On Friday, September 9, 2022 at 2:10:21 PM UTC-5 jessem wrote:

> On Fri, Sep 9, 2022 at 8:26 AM smitra <[email protected]> wrote:
>
>> So, I think insect-level AGI will cause a rapid transition to a machine 
>> civilization. This will lead to a new biology of machines with insect 
>> level intelligence ending up wiping out all life on Earth due to 
>> pollution, similar to the great oxygenation event:
>>
>
> Are you assuming insect-level AGI would also be small like insects and 
> could self-replicate just as rapidly using commonly-found materials as 
> "nutrients"? If we had insect-level AGI but they were larger and easier to 
> spot, and also took much longer than an insect to self-replicate (and 
> perhaps required external infrastructure or uncommon materials to do so), 
> it seems hard to imagine a scenario in which humanity wouldn't be able to 
> prevent them from going into runaway self-replication mode.
>
> I think the possibility of relatively "dumb" self-replicating machines, 
> even if large and relatively slow like Eric Drexler's concept of a 
> "clanking replicator" (see 
> http://wfmh.org.pl/enginesofcreation/EOC_Chapter_4.html ), could disrupt 
> society for a different reason--they could spell the end of capitalism, or 
> at least radically change its nature. If there were commercially available 
> machines that could replicate themselves, those who owned them could make 
> copies for just the cost of raw materials and energy, and if they were 
> competing to sell them, competition would tend to drive the cost down to 
> materials/energy cost or barely above it, basically destroying profits for 
> any good that isn't forced into artificial scarcity by intellectual 
> property laws.
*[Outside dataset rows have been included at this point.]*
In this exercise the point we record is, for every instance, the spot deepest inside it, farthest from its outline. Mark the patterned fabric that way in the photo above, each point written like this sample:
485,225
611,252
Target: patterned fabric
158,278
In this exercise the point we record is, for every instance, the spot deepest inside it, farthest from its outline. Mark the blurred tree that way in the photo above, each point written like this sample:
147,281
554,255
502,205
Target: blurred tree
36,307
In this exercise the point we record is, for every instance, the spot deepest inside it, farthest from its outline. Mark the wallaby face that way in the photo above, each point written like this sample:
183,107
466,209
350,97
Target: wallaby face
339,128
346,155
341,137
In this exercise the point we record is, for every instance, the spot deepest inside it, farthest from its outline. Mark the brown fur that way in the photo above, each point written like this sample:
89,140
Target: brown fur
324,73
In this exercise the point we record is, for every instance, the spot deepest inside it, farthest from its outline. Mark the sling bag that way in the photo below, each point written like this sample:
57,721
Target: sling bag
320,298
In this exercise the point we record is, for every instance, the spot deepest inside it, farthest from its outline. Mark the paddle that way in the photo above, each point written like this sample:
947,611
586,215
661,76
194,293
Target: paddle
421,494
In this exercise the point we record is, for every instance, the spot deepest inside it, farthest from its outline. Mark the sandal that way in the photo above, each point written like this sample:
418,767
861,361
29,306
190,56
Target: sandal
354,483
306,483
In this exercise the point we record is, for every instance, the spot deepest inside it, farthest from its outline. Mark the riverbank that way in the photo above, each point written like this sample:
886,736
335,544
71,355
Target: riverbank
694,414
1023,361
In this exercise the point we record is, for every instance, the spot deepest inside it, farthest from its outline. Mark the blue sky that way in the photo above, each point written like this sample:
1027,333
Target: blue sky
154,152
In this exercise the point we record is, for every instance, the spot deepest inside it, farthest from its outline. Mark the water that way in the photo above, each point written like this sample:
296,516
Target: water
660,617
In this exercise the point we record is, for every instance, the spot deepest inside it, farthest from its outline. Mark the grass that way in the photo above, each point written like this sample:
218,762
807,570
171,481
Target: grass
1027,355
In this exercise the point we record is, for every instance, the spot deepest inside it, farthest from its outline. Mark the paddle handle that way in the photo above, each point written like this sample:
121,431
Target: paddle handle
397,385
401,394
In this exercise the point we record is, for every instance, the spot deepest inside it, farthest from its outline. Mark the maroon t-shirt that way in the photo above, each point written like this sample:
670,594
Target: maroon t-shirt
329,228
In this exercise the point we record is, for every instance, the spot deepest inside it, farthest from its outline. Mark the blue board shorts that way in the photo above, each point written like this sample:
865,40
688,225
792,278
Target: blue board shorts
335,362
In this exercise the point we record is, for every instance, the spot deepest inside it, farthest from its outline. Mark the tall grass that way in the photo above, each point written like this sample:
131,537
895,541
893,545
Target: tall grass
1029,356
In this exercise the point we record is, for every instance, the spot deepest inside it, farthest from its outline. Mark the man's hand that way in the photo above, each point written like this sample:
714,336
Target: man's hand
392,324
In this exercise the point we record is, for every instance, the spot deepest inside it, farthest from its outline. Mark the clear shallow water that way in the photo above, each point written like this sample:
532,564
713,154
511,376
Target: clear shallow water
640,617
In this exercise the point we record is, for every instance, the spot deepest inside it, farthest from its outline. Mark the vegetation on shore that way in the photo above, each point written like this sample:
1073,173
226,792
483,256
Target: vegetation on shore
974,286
This would likewise go for any other goods the machines are 
> capable of replicating. If self-replicating machines could also extract 
> resources (fully automated mining facilities, say), then profit would still 
> be possible if raw materials returned > raw materials invested (akin to 
> 'energy return on energy invested' in energy economics), but if companies 
> were making profits by just setting up mining machines and then sitting 
> back and doing nothing, this would probably cause political instability, 
> both in democracies and autocratic systems, where either the people or the 
> politicians would likely prefer to be the ones reliably getting back more 
> than their initial investment with no work needed. Perhaps instead of 
> totally ending capitalism, we might end up with a hybrid system where some 
> sort of intellectual property laws would still be in place so companies and 
> individuals could still profit from those, but actual production machinery 
> would mostly be publicly owned, and people (along with retail companies) 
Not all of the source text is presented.